Fewer daily steps than you might think can lengthen your life.

Fewer daily steps than you might think can lengthen your life.

The Power of Steps: Improving Heart Health One Step at a Time

person walking

If you’re one of the millions of folks bent on racking up at least 10,000 steps a day, here’s some good news for you. A new study has found that heart health improvement starts with as few as 2,300 steps a day, and the risk of dying from any disease starts to decrease with just about 4,000 daily steps[^1^].

The study, analyzing 17 previous studies involving about 227,000 people, revealed that the more daily steps you get, the bigger the benefit becomes[^1^]. Adults over the age of 60 saw a risk of death reduced by 42% if they walked between 6,000 and 10,000 steps a day, while younger adults experienced a 49% reduction when walking between 7,000 and 13,000 steps a day[^1^]. Every increase of steps by 1,000 steps/day resulted in a 15% reduction in the risk of dying from any cause and each increase of 500 steps per day reduced the risk of dying from cardiovascular disease by 7%[^1^].

Ten thousand steps per day, equivalent to about 4-5 miles of walking, is still a correct way of thinking if we take into account the most significant reduction in death rates, according to the study author Dr. Maciej Banach[^1^]. However, the researchers have not found an upper step limit yet, indicating there is no such thing as too many steps[^1^].
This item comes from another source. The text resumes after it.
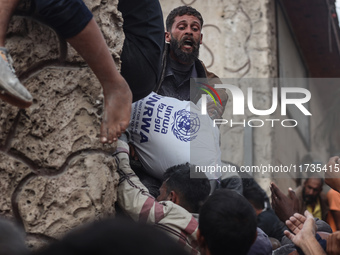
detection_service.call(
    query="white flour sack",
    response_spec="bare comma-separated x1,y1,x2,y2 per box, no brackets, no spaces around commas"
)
129,92,221,179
The study wasn’t designed to determine how or if walking lowers the risk of dying, but rather to establish an association between steps and health benefits[^1^]. Nevertheless, it is well-known that leading a sedentary lifestyle can have adverse effects on our overall health and may even shorten our life expectancy[^1^]. According to data from the World Health Organization, physical inactivity contributes to 3.2 million deaths annually[^1^]. This study further emphasizes the importance of keeping an active lifestyle.

Amanda Paluch, an assistant professor of kinesiology at the Institute for Applied Life Sciences at the University of Massachusetts-Amherst, agrees with the study findings, stating, “This study is consistent and reiterates what we have previously seen”[^1^]. Paluch emphasizes the significance of moving more and sitting less: “The bottom line? ‘Move more and sit less’”[^1^].

The health benefits of walking are not solely reserved for those who achieve the lofty goal of 10,000 steps per day, according to Paluch[^1^]. “It is not an all-or-nothing situation,” she states. Even if you don’t reach 10,000 steps, starting where you are and making small, incremental increases in steps per day can make a difference in your health[^1^]. For example, if you are starting at 3,000 steps, work your way up to 4,000, then 5,000[^1^]. “These gradual improvements can be meaningful for your health, and for those people already at higher levels of steps per day, keep it up,” adds Paluch[^1^].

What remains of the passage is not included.